China’s Living Dead: The assault on the Uyghurs continues
Originally published in Commonweal
Gulbahar Haitiwaji hoped it would be the last time she would have to betray a family member. She had already denounced her own daughter, her husband, and Uyghur activist leader Rebiya Kadeer the month before. That video-recorded “confession” had secured her release from the Chinese prison camps, where she had been detained for more than two years. But Gulbahar was not actually free. Instead she was sitting in a plush room in a house adjacent to the prison camp, ordered by the Chinese police who lived with her to call her family in France. She had not spoken to her husband or daughters since she was first arrested two and a half years earlier. Did they even know she was still alive? What would she tell them?
Gulbahar did not have to worry about being tongue-tied. The police would sit next to her during the call, providing her with notes on what she should ask and what she was forbidden to mention. If she ever wanted to see her family again, the police told her, she would instruct them to stop their public advocacy on behalf of her and millions of others caught up in China’s genocidal campaign to destroy the Uyghur people.

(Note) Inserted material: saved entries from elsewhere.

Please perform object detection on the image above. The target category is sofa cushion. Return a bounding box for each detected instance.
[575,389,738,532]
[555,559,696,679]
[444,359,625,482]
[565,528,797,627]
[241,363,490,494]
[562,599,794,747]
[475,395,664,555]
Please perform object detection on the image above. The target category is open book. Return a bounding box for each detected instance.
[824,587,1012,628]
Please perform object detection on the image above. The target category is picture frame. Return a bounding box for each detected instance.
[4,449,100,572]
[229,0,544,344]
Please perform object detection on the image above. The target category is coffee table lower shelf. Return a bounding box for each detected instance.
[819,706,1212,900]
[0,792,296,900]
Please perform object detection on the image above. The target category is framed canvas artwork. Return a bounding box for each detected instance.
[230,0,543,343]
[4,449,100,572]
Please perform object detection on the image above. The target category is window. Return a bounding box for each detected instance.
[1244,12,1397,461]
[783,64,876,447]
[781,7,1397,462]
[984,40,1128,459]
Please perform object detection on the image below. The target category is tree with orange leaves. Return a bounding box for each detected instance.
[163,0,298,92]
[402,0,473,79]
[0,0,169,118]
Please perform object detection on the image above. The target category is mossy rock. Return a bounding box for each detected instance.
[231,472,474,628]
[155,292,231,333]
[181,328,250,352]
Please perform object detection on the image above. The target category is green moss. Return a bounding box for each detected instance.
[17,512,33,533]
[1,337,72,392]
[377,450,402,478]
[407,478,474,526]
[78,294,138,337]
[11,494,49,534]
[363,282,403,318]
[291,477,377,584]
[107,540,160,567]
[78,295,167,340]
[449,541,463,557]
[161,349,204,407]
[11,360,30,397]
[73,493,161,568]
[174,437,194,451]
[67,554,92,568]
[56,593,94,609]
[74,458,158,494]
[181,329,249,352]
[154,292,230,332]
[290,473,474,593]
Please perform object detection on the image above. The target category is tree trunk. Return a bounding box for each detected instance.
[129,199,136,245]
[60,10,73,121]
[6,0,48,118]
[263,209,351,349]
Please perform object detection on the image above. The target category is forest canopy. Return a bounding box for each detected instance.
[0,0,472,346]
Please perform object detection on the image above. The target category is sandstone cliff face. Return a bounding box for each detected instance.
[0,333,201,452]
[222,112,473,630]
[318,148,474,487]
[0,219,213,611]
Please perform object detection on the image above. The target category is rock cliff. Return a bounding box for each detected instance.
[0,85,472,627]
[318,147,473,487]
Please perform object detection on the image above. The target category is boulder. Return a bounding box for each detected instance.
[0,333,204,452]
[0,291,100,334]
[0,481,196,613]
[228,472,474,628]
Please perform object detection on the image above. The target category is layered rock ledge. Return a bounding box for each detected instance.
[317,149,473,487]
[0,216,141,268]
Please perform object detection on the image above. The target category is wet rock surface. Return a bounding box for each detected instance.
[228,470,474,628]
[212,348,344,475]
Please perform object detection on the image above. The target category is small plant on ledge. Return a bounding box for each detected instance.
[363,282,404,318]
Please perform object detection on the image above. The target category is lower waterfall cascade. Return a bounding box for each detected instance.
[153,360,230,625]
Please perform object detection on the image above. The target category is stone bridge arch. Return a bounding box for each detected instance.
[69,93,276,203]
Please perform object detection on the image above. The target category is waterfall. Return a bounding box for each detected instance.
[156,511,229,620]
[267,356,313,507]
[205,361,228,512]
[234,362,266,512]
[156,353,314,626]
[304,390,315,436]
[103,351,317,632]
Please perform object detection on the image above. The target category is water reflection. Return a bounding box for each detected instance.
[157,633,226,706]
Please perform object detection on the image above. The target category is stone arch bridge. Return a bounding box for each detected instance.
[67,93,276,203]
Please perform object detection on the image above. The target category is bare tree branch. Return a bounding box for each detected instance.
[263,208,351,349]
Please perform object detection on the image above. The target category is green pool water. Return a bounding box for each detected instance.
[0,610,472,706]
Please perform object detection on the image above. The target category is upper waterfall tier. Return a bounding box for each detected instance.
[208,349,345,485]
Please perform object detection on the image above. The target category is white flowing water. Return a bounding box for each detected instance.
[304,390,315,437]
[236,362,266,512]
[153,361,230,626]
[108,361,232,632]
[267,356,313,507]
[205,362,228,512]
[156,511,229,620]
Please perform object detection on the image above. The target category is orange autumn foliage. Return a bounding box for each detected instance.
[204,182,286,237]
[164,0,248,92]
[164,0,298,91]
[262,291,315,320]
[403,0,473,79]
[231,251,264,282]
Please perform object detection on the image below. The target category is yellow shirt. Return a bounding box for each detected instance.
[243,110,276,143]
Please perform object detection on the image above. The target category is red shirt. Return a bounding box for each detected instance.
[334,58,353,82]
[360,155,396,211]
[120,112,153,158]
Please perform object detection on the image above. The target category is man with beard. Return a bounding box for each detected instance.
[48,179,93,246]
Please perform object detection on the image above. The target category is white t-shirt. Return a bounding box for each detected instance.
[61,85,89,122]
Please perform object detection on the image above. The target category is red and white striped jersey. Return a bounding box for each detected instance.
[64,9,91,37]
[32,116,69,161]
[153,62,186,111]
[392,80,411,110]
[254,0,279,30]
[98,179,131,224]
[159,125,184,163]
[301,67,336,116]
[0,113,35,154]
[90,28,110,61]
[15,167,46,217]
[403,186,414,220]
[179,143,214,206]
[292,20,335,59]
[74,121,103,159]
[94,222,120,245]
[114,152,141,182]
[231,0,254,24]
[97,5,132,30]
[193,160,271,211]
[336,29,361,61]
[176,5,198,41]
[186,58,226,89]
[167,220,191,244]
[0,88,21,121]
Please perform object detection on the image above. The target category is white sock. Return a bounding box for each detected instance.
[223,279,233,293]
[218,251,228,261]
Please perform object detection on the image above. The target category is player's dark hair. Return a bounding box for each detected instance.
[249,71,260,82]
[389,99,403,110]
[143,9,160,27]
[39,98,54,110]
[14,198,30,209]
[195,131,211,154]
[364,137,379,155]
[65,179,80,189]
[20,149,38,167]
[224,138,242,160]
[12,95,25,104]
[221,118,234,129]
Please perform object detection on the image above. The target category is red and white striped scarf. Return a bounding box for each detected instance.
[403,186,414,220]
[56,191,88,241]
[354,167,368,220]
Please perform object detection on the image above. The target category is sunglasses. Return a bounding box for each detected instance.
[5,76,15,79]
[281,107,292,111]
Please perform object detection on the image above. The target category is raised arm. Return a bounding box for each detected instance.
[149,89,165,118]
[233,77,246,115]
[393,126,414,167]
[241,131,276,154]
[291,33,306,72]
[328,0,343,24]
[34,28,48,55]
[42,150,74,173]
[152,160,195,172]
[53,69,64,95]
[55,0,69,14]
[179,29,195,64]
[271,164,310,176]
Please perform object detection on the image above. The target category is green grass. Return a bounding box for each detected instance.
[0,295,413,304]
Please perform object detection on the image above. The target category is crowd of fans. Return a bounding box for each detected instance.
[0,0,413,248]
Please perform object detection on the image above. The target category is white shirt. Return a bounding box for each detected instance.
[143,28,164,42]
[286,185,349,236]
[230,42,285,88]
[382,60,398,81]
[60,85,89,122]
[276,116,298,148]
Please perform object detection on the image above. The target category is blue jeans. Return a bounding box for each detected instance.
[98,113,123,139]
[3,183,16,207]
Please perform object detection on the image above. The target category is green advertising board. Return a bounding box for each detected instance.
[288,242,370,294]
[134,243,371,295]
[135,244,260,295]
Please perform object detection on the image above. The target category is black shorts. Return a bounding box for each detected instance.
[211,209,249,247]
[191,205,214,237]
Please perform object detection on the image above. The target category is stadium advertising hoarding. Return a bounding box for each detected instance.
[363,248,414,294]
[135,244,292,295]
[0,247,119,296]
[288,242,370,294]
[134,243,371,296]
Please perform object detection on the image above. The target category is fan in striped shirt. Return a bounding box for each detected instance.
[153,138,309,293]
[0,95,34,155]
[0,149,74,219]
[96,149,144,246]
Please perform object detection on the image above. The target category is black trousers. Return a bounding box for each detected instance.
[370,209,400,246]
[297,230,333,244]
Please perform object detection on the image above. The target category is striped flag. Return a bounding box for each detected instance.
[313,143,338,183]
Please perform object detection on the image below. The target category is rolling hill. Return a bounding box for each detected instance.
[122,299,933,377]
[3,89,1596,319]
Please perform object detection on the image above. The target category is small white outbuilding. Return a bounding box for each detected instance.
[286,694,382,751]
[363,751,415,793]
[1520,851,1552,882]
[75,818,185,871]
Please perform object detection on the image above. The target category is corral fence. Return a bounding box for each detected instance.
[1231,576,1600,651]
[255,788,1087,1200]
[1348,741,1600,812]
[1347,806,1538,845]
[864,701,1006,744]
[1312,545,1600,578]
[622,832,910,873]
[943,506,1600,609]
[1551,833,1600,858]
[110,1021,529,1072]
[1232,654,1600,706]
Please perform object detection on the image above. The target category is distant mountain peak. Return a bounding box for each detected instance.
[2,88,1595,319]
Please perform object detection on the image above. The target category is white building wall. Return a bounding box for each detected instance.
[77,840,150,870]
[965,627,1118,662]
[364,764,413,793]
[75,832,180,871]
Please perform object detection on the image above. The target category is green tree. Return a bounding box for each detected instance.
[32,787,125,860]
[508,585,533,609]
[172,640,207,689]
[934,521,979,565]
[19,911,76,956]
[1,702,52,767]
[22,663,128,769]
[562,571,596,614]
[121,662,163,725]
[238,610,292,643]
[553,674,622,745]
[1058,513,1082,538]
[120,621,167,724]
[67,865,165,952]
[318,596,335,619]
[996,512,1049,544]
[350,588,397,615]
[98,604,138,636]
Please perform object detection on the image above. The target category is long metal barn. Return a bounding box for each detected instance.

She readily complied. Refusal to go along with the police meant going back to the hell of the Xinjiang camps, with their constant degradation: sharing a small cell and one squat toilet with thirty other women; a starvation diet; rarely bathing and wearing clothes encrusted with two years of dirt; constantly being called a “filthy terrorist”; being shackled and hooded whenever she was moved to a new room or camp; being forbidden to speak her native Uyghur or show any signs of her Muslim religion; rarely seeing daylight; and being chained to her bed for twenty days, forced to defecate in front of her cellmates.
Gulbahar’s calls continued to be monitored for months. “Are you sure you are alone?” her daughter would ask whenever she called. Yes, Gulbahar would sheepishly reply, as the police wrote down her daughter’s every word—including the fact that she was meeting with French government officials in an effort to free her mother. “My room became the field headquarters for a Chinese intelligence operation directed against my own family, and I was a part of it,” writes Gulbahar in her powerful, heart-wrenching memoir, How I Survived a Chinese “Reeducation” Camp: A Uyghur Woman’s Story. “I had become a bargaining chip between my family and the police…. Lies leave a terrible taste in your mouth.”
Only after her husband and daughters removed all of their social-media posts about Gulbahar’s disappearance, in August 2019, did the Chinese government finally allow Gulbahar to return to France.